The Future of Storage

When we think about the future of storage, we see the landscape the way most IS/IT managers do:

* Non-tape technologies will not displace tape because tape has strengths that will never be matched, thanks to the physical characteristics of tape and the rapid and sustained pace of innovation in the tape industry.

* Tape and non-tape storage solutions will be complementary technologies, deployed for applications that play to their specific strengths.

* The market for both tape and non-tape storage products will continue to grow because the applications that take advantage of their specific strengths will see a growing demand in the future.

These predictions are not provocative, but they are based on a common sense assessment of the characteristics of tape and non-tape technologies. They are also corroborated by the assessments (and buying habits) of so many IS/IT managers we talk to--people who have worked with multiple technologies, know their strengths and limitations, and know what works in different applications.

The primary strength of disk technology is its ability to rapidly access data that is in high demand. When the storage applications require rapid data access times above any other quality, disk has a clear advantage over tape.

But for applications where rapid data access times are not the only priority, or where rapid data access is one of many equally important characteristics needed, tape's significant advantages in terms of true cost, density, reliability, data protection and portability will continue to make it the technology of choice.

Tape's Advantage in True Cost

One of the areas where tape has a clear advantage over other technologies is cost.

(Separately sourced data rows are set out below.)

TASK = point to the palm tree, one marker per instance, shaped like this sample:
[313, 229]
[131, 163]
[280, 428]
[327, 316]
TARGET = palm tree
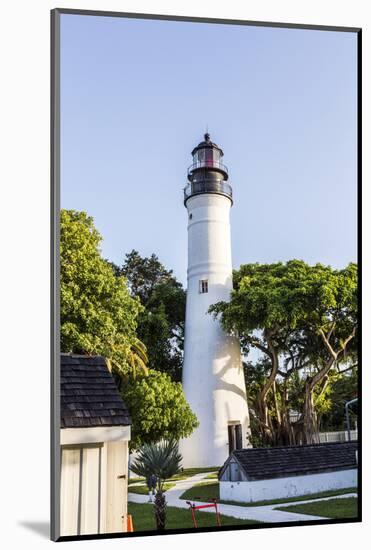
[164, 461]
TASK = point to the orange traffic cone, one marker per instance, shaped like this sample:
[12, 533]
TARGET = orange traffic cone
[130, 527]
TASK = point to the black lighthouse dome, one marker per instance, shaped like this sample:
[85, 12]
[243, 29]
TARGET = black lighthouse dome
[207, 173]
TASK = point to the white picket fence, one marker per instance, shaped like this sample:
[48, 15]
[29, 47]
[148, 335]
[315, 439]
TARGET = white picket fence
[332, 437]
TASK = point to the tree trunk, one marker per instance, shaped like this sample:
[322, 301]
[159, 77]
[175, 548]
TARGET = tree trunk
[262, 407]
[310, 421]
[160, 510]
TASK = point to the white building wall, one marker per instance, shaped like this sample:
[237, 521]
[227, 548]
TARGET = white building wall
[213, 379]
[94, 480]
[267, 489]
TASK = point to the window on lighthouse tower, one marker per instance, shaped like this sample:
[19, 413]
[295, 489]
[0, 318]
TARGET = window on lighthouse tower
[204, 286]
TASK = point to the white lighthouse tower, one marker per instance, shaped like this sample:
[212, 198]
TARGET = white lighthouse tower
[213, 379]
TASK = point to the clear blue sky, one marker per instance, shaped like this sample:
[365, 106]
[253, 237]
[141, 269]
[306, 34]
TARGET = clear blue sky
[136, 96]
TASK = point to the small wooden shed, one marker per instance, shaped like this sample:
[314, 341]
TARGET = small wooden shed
[94, 437]
[250, 475]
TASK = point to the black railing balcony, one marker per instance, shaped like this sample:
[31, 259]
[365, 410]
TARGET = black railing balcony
[207, 164]
[208, 186]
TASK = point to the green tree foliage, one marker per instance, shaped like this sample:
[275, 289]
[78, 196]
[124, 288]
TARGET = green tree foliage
[303, 319]
[343, 388]
[158, 409]
[98, 315]
[162, 460]
[161, 322]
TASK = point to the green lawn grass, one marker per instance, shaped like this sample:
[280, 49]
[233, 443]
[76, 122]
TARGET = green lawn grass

That may sound odd because so many disk vendors say that disk solutions are less expensive, but their claims are based on math that has a creative flair to it.

In their most commonly cited examples, vendors compare the cost per gigabyte or terabyte of a naked IDE drive to the cost of storing that same data on tape. IDE drives are cheap, which allows the math to work out in the favor of disk, but please remember that for an IDE drive to be functional in this application, it needs to be surrounded by special packaging, extra electronics, and other equipment that is not inexpensive. When you factor in these other costs, the price of disk storage per gigabyte or terabyte skyrockets and tape has a significant cost advantage.

Although the cost of disk storage is falling, tape's cost advantage continues to grow, thanks to innovations that will drop the price of on-line tape storage (including media) to less than $1000 per terabyte by 2005. That is a fraction of the true cost of non-tape storage, and it will make tape an even more attractive choice for any application where cost is a factor.

The Rapid Pace of Innovation in Tape

The discussion of cost brings up an important point about tape that is generally overlooked when it is compared to disk: there is often a mistaken assumption that tape is a static technology that is standing still while other technologies are moving forward. Anyone who has been in the tape field as long as we have knows how much the technology has changed over time.

The pace of change in the past few years alone has been very rapid, and that pace will increase in the coming years, based on the aggressive product roadmaps released in the past few months by tape storage companies including Exabyte.

Tape's Advantage in Density

One of clearest measures of the pace of innovation in the tape industry is density. In this case, density means GBytes/cubic inch or GBytes/rack u. Tape has a distinct density advantage over non-tape technologies, and that advantage is increasing. Tape companies are packing more and more data capacity into tape drives and media, and achieving greater and greater density in tape libraries with minimal footprints. Some new mid-range tape libraries are packing 60TB into a 20u rack space. In a few years, that same 20u rack space will hold l00-200TB. That is incredible density, and it is very appealing to IS/IT managers who are struggling to fit more storage and computing power into space that they cannot expand due to physical limitations or budget restrictions.